Make no mistake about it; this is a great result for Japan as a whole. If the DPJ had unexpectedly failed to win government somehow, the subsequent administration would have faced a huge legitimacy deficit, big enough indeed to put Japan national debt in the shade. Or, if the DPJ had won government but needed to form a coalition to do so, it is unlikely that it could aggressively pursue its preferred policies. And that is surely the point; this outcome means that the DPJ has the ability aggressively pursue the kinds of policy shifts that Japan needs, for instance in foreign policy.

But this doesn’t mean the DPJ will. In fact, although the DPJ has displayed a preference to lean away from the US towards Asia, the specifics of such an important strategy move are still undecided, suggesting that little will in fact change. Thus, the DPJ is at risk of drifting with Japan’s foreign policy. This risk, when the rise of China, the re-ordering of the US’s Asian priorities and a financial crisis conspire to make decisiveness more than virtue, but a necessity, needs to be faced head on.

For instance, with regard to the DPJ’s potential drift away from the US; during the election the existence of a secret agreement which undercut Japan’s non-nuclear principles (hikaku gensoku) came to light. The DPJ has promised to investigate whether a secret agreement exists, but has not promised necessarily to report the outcome to the Japanese people. Likewise, although the DPJ had promised to reach a trade deal with the US, promises here have also been diluted. Both trade and security aspects of the US relationship might drift.

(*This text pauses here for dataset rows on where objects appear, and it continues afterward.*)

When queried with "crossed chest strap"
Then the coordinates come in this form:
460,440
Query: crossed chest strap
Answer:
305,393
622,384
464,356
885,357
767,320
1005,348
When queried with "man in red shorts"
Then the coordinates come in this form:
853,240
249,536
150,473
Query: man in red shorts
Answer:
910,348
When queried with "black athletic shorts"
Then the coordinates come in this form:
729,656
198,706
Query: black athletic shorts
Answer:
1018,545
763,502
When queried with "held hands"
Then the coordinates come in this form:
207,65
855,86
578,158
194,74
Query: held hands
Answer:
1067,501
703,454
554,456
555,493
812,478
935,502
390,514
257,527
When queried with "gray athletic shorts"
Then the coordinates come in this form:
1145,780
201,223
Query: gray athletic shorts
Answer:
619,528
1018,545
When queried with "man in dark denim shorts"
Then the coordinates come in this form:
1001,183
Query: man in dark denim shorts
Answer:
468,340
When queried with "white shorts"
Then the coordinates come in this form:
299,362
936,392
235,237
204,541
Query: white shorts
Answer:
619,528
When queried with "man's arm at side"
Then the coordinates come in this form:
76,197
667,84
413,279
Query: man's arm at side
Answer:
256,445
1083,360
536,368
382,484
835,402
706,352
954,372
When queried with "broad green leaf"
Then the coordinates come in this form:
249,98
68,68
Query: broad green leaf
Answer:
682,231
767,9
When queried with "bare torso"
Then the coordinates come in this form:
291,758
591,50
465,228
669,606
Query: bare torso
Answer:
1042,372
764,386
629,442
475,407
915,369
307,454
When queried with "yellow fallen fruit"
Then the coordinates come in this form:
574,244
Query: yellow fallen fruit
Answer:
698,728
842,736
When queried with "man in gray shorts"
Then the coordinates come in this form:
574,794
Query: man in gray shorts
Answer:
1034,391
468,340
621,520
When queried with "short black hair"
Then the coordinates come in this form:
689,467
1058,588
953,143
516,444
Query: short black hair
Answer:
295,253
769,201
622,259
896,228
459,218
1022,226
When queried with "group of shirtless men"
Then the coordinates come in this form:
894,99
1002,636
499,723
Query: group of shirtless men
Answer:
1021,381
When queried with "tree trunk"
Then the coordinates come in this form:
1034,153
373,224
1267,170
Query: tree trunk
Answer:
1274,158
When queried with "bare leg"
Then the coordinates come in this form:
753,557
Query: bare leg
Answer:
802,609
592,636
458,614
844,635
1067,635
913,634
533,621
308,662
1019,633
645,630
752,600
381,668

On the flip side, the DPJ has declared its interests in Asia. But what precisely they intend to do is still a vague and uncertain. The DPJ has indicated its interest in an FTA with South Korea, but at the same time there remain questions about whether the DPJ will have the spine to take on the domestic agricultural lobby. At the same time, Korea has its own concerns about an FTA with Japan, although agriculture is no longer one of them. Interestingly, the DPJ has proposed a new party level bureau to manage CCP-DPJ exchange, that is to say a direct exchange between the Chinese Communist Party and itself. Apart from the dubious utility of such an arrangement, it is uncertain if the Chinese side will accept such a proposal in any case. Indeed, the DPJ may learn that Asia is not willing to embrace Japan, and Japanese initiatives, quite as eagerly as the DPJ believes.

We will see the DPJ do will foreign policy soon enough, for an early indication of Japan’s orientation looking to FTAs seems a good bet as no doubt there will be a declaration about this soon enough.